Katie Barnell here – Operations Director at FamilySparks, getting ready to celebrate my first Canada Day as a Canadian Permanent Resident! I was born-and-raised in California, the land of never-ending sunshine, wineries galore, and In-N-Out burger. The downside though is that it’s also a home without universal healthcare, “led” by a President who supports white supremacists, blames immigrants for political issues, and doesn’t respect many core American values the country was founded on. Though the conversation pre-2016 was to leave politics out of business, American political activity has far surpassed any “political debate” and quickly transcended the boundary of basic human rights. For these reasons, while I am deeply connected to my Yankee home culture and family there, on this Canada Day I am particularly grateful to be in my “new” Northern home.
While there are a lot of reasons Canadians envy the American Life – I’m talking cheap gas and travel, basic consumerism at its finest (hello, no duties or import fees, and free shipping!), racial and ethnic diversity, having a gorgeous place like Hawaii as a state, and more – this Canada Day, I wanted to take a moment, as an American, to highlight and appreciate the uniquities Canada has to offer – and there are a LOT.
First things first, universal healthcare
This one is obvious – we pay some of the highest taxes in the world because we understand the value of caring for our neighbours, even if their challenges never affect us directly. The richest person in the world is only as strong as the weakest part of the health care system – and we are seeing this in action right now with the COVID-19 crisis. Canadians understand that free and accessible healthcare is a basic human right – not a privilege. We don’t have anything if we don’t have our health – and I feel immensely grateful that a simple ER visit won’t stick me with a multi-digit hospital bill that could disrupt my entire life.
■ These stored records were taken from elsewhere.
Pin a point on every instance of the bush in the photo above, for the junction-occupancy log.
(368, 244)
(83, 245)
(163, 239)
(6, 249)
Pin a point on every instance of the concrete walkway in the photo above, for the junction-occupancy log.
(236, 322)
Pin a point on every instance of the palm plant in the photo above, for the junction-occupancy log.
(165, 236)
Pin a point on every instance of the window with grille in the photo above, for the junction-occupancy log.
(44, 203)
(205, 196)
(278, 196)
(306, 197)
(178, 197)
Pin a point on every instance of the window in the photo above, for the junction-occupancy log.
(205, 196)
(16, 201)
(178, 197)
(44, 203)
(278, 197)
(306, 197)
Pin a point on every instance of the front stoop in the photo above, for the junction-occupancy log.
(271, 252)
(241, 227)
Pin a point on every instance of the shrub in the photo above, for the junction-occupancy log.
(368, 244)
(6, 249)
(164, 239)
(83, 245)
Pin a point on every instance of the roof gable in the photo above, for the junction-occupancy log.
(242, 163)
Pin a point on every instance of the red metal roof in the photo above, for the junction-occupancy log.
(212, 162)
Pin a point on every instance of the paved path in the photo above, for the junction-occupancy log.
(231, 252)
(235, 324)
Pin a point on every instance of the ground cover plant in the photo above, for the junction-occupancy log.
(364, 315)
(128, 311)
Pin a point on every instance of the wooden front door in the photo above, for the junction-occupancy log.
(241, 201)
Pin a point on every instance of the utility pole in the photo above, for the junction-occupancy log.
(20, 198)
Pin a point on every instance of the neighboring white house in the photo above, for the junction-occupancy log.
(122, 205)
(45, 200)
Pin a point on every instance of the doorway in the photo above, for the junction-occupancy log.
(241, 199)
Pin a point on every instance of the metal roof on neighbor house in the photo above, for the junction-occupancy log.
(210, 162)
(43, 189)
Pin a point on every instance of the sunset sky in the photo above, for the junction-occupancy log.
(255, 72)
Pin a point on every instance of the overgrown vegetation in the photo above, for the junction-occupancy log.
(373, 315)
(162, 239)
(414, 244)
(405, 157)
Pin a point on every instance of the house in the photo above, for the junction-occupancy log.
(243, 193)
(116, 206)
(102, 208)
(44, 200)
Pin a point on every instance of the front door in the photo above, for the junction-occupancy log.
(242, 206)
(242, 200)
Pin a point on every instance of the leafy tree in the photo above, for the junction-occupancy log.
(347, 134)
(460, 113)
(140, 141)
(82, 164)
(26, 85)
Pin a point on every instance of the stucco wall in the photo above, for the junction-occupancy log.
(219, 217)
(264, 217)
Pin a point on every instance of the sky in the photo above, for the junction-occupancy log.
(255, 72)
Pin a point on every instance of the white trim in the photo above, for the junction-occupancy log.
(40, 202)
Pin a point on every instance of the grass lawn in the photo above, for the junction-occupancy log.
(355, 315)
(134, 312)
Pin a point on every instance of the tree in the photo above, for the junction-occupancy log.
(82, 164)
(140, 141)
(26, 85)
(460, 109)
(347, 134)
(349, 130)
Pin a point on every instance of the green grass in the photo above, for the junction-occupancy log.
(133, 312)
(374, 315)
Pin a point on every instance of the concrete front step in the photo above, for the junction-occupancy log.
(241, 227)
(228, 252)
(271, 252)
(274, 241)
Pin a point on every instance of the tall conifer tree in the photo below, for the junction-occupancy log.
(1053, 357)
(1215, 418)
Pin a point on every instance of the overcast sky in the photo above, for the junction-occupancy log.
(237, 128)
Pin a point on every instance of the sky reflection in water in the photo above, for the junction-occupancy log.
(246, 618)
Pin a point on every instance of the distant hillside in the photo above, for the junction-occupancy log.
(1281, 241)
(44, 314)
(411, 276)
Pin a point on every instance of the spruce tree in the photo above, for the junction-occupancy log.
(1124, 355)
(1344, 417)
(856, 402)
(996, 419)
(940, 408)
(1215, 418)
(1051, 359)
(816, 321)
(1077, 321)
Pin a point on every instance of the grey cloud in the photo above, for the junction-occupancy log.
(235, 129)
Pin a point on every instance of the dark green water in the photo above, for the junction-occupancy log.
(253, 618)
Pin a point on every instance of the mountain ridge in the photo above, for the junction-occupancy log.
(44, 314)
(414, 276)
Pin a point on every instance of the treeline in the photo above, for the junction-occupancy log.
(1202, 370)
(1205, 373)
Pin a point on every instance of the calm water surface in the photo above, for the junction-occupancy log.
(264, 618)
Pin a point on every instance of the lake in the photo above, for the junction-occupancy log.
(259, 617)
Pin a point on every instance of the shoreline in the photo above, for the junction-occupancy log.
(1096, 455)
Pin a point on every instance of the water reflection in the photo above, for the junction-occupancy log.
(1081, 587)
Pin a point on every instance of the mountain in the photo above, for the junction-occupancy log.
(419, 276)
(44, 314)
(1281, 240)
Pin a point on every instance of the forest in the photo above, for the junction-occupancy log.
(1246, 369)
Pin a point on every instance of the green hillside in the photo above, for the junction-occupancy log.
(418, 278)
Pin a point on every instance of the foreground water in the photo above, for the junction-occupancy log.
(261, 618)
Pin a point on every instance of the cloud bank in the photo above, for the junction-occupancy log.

A whole lot of nature and a lot less people to share it with
I’ll admit, this one might be a little selfish. Canada is nearly 10 million square kilometers, with only about 37 million people. In contrast, the US is about 60,000 square miles smaller, but with a population of nearly 330 million. Granted, much of Canada is sparsely populated with a significant amount of barely habitable land (depending on who you ask). Nevertheless, we have some of the most majestic, untouched, wild, and remote landscapes and geographical features in the world (I’m talking about natural wonders like you, British Columbia rainforests, coasts, and you too, aquamarine lakes nestled in glaciers, Moraine Lake in Alberta). I surely feel lucky to be able to explore these wonders in our own backyard – especially during a time when the rest of the world is more-or-less off-limits.
Government assistance programs for catastrophic events like COVID-19
Though Americans received a one-time economic boost payment during the coronavirus crisis, Canadians who lost jobs due to the virus continue to receive money from the government easily and quickly. Canadians who need money to pay their bills, pay for their child costs, and essentially live – can receive continuous funds to help them with no questions asked. Of course, those who take advantage of the system and are not eligible will face consequences – but, as an American who received one payment for a crisis that has lasted nearly 6 months, I am blown away by how well the government cares for the people who need it.
Canadian Quality-of-Life is Top-Notch
Canada is consistently ranked one of the best places to live in the world, based on factors like job and economic prosperity and the health of our education system. For the most part, we feel cared for by our country’s leaders, and feel empowered to achieve our dreams and build the life we want. Our political system is fair and democratic, and when you live in a place like the West Coast, you can surf and ski on the very same day!
Canadians value education
Canadians spend more money on education than any other nation in the world. They are also extremely highly-educated – 51% of us are college graduates, compared to 33% in America. Post-secondary school is also affordable, pricey but still only a fraction of what most Americans typically pay to go to a 4-year college in their home states. In fact, this is a major reason I moved to British Columbia! After high school, I travelled to Vancouver, fell in love with the city and culture of the city’s major university, and its price tag. Though my yearly tuition as an international student was quadruple that of Canadians, it was still significantly cheaper than going to school in the US – which, if you ask me, is a little crazy.
Let’s end with some fun facts!
- We have better work-life balance than most places
- We’re generous
- We have the happiest retirees in the world
- We have a vibrant indigenous music scene
- We have the best skiing and snowboarding in North America
- We’re one of the most peaceful countries in the world
- We have tons of water – and lots of dinosaurs lived here!
No, I will not stop saying sorry (pronounced like “sore-ree”) for just about everything. The stereotype often rings true on this one – the vast majority of Canadians in my experience are polite, hospitable, and kind. We care for others and give people the benefit of the doubt. We are slightly more collectivistic in nature, and understand that there is value for ourselves in caring for others. This Canada Day, I am going to celebrate all these wonderful things that make our home an incredible place to live. Like all places, though, we are not without our problems. Though much of the global focus regarding systemic racism is honed in on the USA, we have our own struggles with our historic oppression of BIPOC, too. We have a lot of work to do – and at the same time, we appreciate what we get to enjoy every day as Canadians.